Johnson also presented his concept for JCP in the future.  One of them was to create more floor space by getting rid of the old fixtures; those old racks that have been used to hang clothes for decades.  He wants to use movable wall units to create wall space where images can be displayed with products hanging next to them; this will create more floor space instead of having the floor cluttered with racks like in old department stores.

Also a major new idea (for JCP, at least) is to break up the store into little stores.  JCP has had great success with Sephora stores;  Sephora stores inside of JCP stores have sales per square foot of $600 versus $200/square foot for the rest of JCP.

The idea is to create, eventually (by 2015) 100 stores within JCP stores.  They will start with brands they own that are popular, like Liz Claireborne, Izod and others. 

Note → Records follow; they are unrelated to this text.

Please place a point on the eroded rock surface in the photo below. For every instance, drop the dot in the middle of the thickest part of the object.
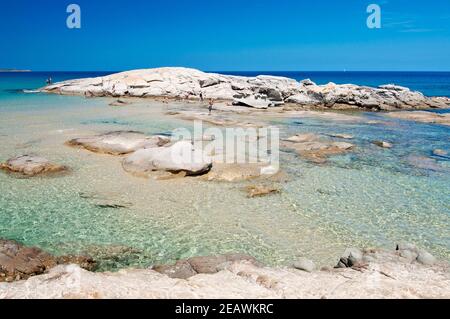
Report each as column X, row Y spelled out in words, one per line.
column 187, row 268
column 379, row 274
column 31, row 165
column 118, row 142
column 423, row 116
column 19, row 262
column 315, row 148
column 179, row 157
column 259, row 92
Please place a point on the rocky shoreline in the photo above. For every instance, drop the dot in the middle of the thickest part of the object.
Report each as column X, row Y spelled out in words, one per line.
column 406, row 272
column 259, row 92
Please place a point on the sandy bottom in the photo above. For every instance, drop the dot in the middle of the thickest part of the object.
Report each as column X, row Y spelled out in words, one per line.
column 371, row 197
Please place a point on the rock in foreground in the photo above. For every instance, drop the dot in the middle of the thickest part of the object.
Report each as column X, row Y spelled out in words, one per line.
column 30, row 165
column 180, row 157
column 19, row 262
column 118, row 142
column 386, row 275
column 258, row 92
column 314, row 148
column 422, row 116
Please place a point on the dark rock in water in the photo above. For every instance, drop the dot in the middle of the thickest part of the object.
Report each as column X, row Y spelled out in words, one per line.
column 441, row 153
column 19, row 262
column 426, row 258
column 184, row 269
column 351, row 257
column 304, row 264
column 307, row 82
column 118, row 142
column 30, row 165
column 382, row 144
column 119, row 102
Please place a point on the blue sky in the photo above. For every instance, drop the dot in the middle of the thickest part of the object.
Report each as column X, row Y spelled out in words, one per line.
column 226, row 35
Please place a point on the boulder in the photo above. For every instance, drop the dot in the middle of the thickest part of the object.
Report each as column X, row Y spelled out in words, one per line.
column 343, row 136
column 426, row 258
column 186, row 268
column 423, row 162
column 30, row 165
column 422, row 116
column 179, row 82
column 180, row 157
column 350, row 258
column 236, row 172
column 20, row 262
column 118, row 142
column 260, row 190
column 304, row 264
column 439, row 152
column 315, row 149
column 382, row 144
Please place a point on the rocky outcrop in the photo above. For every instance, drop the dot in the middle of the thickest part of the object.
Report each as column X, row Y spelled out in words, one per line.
column 260, row 190
column 422, row 116
column 187, row 268
column 118, row 142
column 374, row 273
column 382, row 144
column 19, row 262
column 314, row 148
column 259, row 92
column 179, row 157
column 30, row 165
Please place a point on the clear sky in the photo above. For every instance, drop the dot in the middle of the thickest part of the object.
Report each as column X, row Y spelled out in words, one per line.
column 236, row 35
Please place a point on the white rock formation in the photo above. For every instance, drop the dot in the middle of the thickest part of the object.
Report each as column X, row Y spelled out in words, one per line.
column 118, row 142
column 180, row 157
column 260, row 91
column 30, row 165
column 388, row 275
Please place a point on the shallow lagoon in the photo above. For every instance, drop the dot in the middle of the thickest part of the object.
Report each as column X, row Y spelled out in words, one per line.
column 370, row 197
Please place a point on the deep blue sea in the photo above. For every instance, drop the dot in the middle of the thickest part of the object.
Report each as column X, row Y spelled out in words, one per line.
column 429, row 83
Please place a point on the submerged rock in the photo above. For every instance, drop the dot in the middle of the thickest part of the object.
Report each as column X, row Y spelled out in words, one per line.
column 423, row 162
column 19, row 262
column 386, row 275
column 341, row 135
column 180, row 157
column 187, row 268
column 118, row 142
column 237, row 172
column 30, row 165
column 119, row 102
column 314, row 148
column 382, row 144
column 260, row 190
column 304, row 264
column 350, row 258
column 441, row 153
column 426, row 258
column 423, row 116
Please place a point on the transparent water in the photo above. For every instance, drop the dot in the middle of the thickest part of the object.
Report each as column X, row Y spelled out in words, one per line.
column 371, row 197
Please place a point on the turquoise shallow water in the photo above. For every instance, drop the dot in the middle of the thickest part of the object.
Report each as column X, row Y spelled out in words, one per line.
column 370, row 197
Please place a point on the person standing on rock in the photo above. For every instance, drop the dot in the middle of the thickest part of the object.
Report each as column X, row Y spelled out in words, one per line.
column 211, row 103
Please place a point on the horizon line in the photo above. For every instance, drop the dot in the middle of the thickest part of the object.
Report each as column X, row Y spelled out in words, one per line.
column 6, row 70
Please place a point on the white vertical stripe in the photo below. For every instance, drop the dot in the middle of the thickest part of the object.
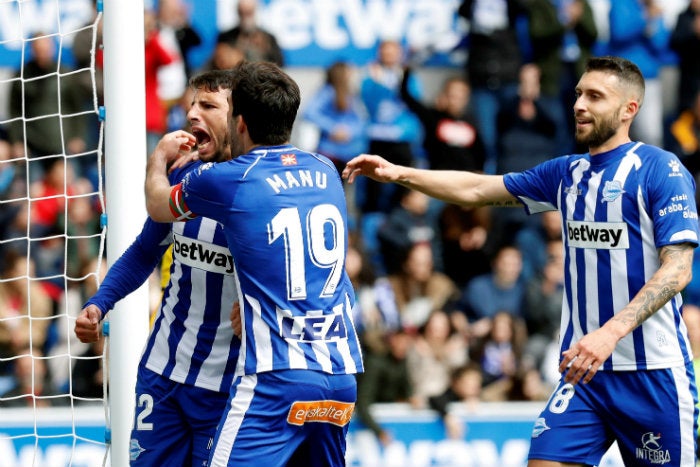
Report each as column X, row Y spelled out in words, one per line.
column 239, row 404
column 261, row 335
column 211, row 373
column 686, row 411
column 160, row 352
column 322, row 353
column 192, row 323
column 343, row 347
column 570, row 204
column 624, row 350
column 591, row 256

I didn't think that was a particularly new concept, but I suppose it's new for JCP.  (Higher end department stores have had stores-within-a-store for a long time, I think)

JCP will also have Martha Stewart stores inside of them, and Johnson announced that Ellen Degeneres will be a spokesperson (or whatever you call it) for JCP, being featured in TV commercials, and stores being promoted on her show. 

The other new concept was to move jewelry and watches out of the center of the store, which has been the standard forever.  They will move jewelry somewhere else and replace it with a Town Square.  He didn't give much information about what the Town Square will be, but the hint was that at Apple stores, a good half of the floor space is devoted to services and activities other than selling products.  What can this be in a department store?   Someone to patch torn jeans?  Repair shoes?  Probably not, lol...   Maybe some virtual/technological fashion advisor?  Play area for kids?  Who knows.

Anyway, I'm not a retail guy so I have no idea what all of this means so I will just have to watch as the story unfolds.

I have to say that this stuff does actually make me want to go to JCP, even though I hate shopping, just to see how it goes.

I will listen to the replay of today's investor day presentation later and will post my comments about that tommorow.